To run the demo, pass path to the pre-trained checkpoint and camera id (or path to video file):
```
python demo.py --model human-pose-estimation-3d.pth --video 0
```
> Camera can capture scene under different view angles, so for correct scene visualization, please pass camera extrinsics and focal length with `--extrinsics` and `--fx` options correspondingly (extrinsics sample format can be found in data folder). In case no camera parameters provided, demo will use the default ones.

## Inference with OpenVINO

To run with OpenVINO, it is necessary to convert checkpoint to OpenVINO format:
1. Set OpenVINO environment variables:
```
source /bin/setupvars.sh
```
2. Convert checkpoint to ONNX:
```
python scripts/convert_to_onnx.py --checkpoint-path human-pose-estimation-3d.pth
```
3. Convert to OpenVINO format:
```
python /deployment_tools/model_optimizer/mo.py --input_model human-pose-estimation-3d.onnx --input=data --mean_values=data[128.0,128.0,128.0] --scale_values=data[255.0,255.0,255.0] --output=features,heatmaps,pafs
```

To run the demo with OpenVINO inference, pass `--use-openvino` option and specify device to infer on:
```
python demo.py --model human-pose-estimation-3d.xml --device CPU --use-openvino --video 0
```

## Inference with TensorRT

To run with TensorRT, it is necessary to install it properly.

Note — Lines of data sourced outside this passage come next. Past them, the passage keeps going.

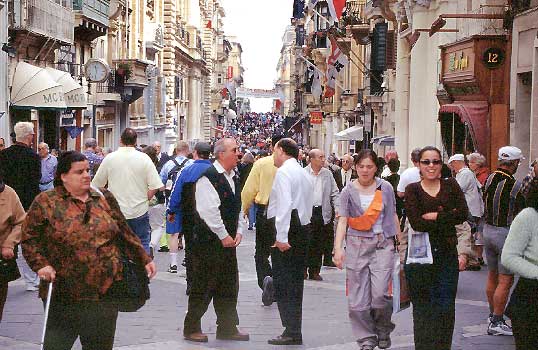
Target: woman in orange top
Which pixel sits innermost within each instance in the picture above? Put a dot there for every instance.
(368, 207)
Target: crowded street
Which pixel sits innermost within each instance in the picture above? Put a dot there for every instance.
(158, 325)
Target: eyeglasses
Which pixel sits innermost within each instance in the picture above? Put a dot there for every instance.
(431, 161)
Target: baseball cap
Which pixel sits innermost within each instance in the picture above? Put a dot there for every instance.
(510, 153)
(457, 156)
(202, 147)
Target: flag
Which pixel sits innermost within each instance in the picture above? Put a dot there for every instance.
(335, 63)
(336, 8)
(316, 85)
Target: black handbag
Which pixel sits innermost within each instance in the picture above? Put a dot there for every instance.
(9, 270)
(132, 292)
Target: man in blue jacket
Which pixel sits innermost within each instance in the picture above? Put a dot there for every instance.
(183, 192)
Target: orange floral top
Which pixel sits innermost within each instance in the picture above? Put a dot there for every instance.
(79, 240)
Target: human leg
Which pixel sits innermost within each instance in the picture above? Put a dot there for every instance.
(265, 238)
(99, 325)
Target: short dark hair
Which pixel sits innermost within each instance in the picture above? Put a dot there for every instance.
(65, 160)
(289, 147)
(427, 149)
(394, 165)
(366, 153)
(416, 154)
(128, 137)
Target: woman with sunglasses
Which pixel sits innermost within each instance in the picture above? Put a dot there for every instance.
(70, 237)
(435, 205)
(369, 223)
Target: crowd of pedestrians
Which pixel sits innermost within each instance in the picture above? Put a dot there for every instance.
(360, 212)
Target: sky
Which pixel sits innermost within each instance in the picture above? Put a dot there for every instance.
(259, 26)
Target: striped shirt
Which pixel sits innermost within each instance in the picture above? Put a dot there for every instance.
(503, 198)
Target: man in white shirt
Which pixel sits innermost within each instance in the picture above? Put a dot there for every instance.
(290, 204)
(218, 225)
(132, 178)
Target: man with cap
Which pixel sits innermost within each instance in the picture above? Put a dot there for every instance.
(503, 201)
(471, 188)
(182, 195)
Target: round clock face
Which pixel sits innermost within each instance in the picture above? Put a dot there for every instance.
(96, 71)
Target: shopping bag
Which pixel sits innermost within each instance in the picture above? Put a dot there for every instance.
(419, 249)
(398, 287)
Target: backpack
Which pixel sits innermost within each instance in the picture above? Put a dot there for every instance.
(172, 176)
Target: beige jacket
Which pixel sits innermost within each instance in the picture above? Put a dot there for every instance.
(11, 217)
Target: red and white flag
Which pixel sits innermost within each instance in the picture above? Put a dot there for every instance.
(335, 63)
(336, 8)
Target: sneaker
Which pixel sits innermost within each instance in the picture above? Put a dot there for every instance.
(499, 328)
(268, 294)
(384, 343)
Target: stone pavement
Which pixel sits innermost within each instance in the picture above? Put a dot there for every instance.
(158, 325)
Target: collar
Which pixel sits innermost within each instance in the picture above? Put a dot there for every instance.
(221, 170)
(504, 172)
(62, 192)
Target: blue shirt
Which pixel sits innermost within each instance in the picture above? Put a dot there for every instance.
(48, 169)
(170, 165)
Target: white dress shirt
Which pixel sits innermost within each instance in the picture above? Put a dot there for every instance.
(346, 176)
(208, 203)
(292, 189)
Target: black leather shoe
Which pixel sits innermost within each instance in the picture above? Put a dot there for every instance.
(285, 340)
(237, 336)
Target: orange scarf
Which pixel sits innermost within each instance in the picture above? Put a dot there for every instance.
(368, 219)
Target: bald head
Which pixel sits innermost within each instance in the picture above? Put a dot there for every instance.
(347, 161)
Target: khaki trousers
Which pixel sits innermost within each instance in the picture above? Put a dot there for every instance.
(369, 265)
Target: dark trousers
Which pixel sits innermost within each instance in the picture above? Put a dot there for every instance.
(288, 270)
(93, 322)
(3, 297)
(317, 241)
(142, 229)
(433, 290)
(265, 238)
(523, 311)
(214, 276)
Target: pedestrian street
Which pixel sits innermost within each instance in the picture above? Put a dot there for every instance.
(158, 325)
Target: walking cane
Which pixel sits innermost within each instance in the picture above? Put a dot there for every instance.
(47, 307)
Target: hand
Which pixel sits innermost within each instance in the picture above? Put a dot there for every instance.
(151, 269)
(238, 238)
(462, 262)
(7, 253)
(228, 242)
(282, 246)
(339, 257)
(430, 216)
(171, 218)
(47, 274)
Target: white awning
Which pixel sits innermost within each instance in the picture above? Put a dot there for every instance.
(354, 133)
(33, 87)
(74, 94)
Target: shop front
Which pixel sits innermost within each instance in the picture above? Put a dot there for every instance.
(474, 106)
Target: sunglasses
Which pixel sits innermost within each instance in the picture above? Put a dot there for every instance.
(431, 161)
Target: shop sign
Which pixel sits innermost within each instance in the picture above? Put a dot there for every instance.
(316, 117)
(493, 57)
(458, 61)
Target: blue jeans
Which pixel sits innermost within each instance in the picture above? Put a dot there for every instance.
(252, 215)
(142, 229)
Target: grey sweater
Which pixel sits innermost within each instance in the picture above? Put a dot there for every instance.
(520, 251)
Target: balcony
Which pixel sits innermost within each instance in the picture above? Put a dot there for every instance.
(46, 18)
(91, 18)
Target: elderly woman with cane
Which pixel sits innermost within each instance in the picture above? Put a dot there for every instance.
(73, 237)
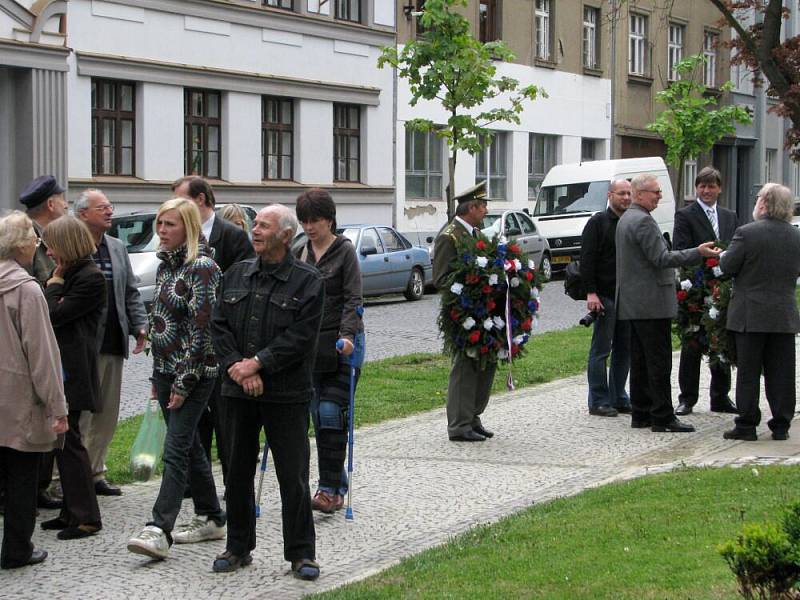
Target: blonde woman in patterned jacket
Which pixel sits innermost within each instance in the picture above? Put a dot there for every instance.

Please, follow the [official guide](https://docs.nvidia.com/deeplearning/tensorrt/install-guide/index.html), these steps work for me:
1. [Install](https://developer.nvidia.com/cuda-downloads) CUDA 11.1.
2. [Install](https://developer.nvidia.com/cudnn) cuDNN 8 (runtime library, then developer).
3. Install `nvidia-tensorrt`:
```
python -m pip install nvidia-pyindex
pip install nvidia-tensorrt==7.2.1.6
```
4. [Install](https://github.com/NVIDIA-AI-IOT/torch2trt) `torch2trt`.

Convert checkpoint to TensorRT format:
```
python scripts/convert_to_trt.py --checkpoint-path human-pose-estimation-3d.pth
```
> TensorRT does not support dynamic network input size reshape.
Make sure you have set proper network input height, width with `--height` and `--width` options during conversion (if not, there will be no detections).
Default values work for a usual video with 16:9 aspect ratio (1280x720, 1920x1080).
You can check the network input size with `print(scaled_img.shape)` in the demo.py

To run the demo with TensorRT inference, pass `--use-tensorrt` option:
```
python demo.py --model human-pose-estimation-3d-trt.pth --use-tensorrt --video 0
```

I have observed ~10x network inference speedup on RTX 2060 (in comparison with default PyTorch 1.6.0+cu101 inference).